直虎 LOVE 自灯明

  • 2017.04.18 Tuesday
  • 20:58

自灯明


 第13回のNHK大河ドラマ「女城主直虎」の名場面

 

 領内の村から借金棒引きの嘆願がだされた。それに対する奇策を思いついたものの本当に実行して良いものか悩む直虎。相談に乗った南渓和尚の言葉が私の心をとらえた。 

 

 直虎の考えた奇策とは、銭主(貸し主)である瀬戸村の方久という商人に領地を与え、その領民を使って商売をさせることで年貢を増やし、それを借金の返済に充てると云うもの。それを聞いた南渓和尚は、「わしは相当におもしろい考えじゃと思うが、何を迷う」と尋ねる。

 

直虎は「あのようなことをして許されるのかと、、、」と案じる。

 

「許されるも何も、おぬしには筆一本でそれが出来る力があるではないか」と和尚は決断を促す。

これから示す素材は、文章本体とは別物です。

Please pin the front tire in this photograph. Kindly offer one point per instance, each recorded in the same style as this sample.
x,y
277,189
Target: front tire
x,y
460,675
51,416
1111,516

「私は今まで力がないと云うのは悔しいことだと思うておりました。なれど、力を持つと云うのは、実はとても怖いことなのだと。
私の決めたことがまこととなるということは、、」と権力の影響力と責任の重大さを自覚する直虎に、釈迦入滅前の教えをもって南渓和尚は諭す。

 

「かようなことに正解など無いしのう。結果が良ければ正解とされ、そうでなければ間違いとされる。うまく行くかいかぬかは、だーれも請け負うてはくれぬ。己の信じたものを灯りとし進んでいくしかないのう」

 

直虎はその意味を理解し問いかける。「自灯明。でございますか」

 

それに答える和尚の言葉がすばらしかった。

「自灯明は人の上に立つものの喜びであり、また辛さでもあろうのう」

 

 自営業者は常に経営判断を迫られながら生きている。思い通りにはならない経営に、自分の判断が間違っているのか?自分が乗っている波が悪いのかと悩みは尽きない。寝ても覚めても経営のことが頭を離れない。そんなことを長年繰り返して来ると南渓和尚の言葉が実感として染み入ってくる。

 

「経営に正解などないよ。うまく行けば世間はそれを正解だと言うし、うまく行かなければ間違いだと評価する。にもかかわらず、世間の誰も成功を請け負ってはくれない。だから結局は自分の心に灯る明かりに従って信じる道を歩んでいくしか無いのさ。」

 

 結局経営に正解はない。結果のみで判断される厳しい世界なのだ。しかし、成功の法則がないかと言えばそうではない。商を長く続けることを是とすれば、おのずとやるべき事、守るべき事、してはならないことの原則は確かに存在する。その原則に則ることが法灯明であり、最終的に自分が何を成し遂げたいかによって向かうべき道を決めるのが自灯明となる。自分の心に住む仏性を信じ、それが照らす明かりを頼りに道を進んでいくことが正解のない世界の歩み方だと和尚は諭す。

 

 そして最後に、他人の指示に従うのではなく、自分の心の明かりを頼りに道を進んでいける事は人の上に立つもの(自営業者もしかり)にとっての誇りであり、喜びである。と同時に辛さでもあると深い言葉で締めくくる。

 

 最近事業継承を見据えながら今後の経営の方向性を模索している私にとって、進むべき道を照らしてくれたありがたい内容だった。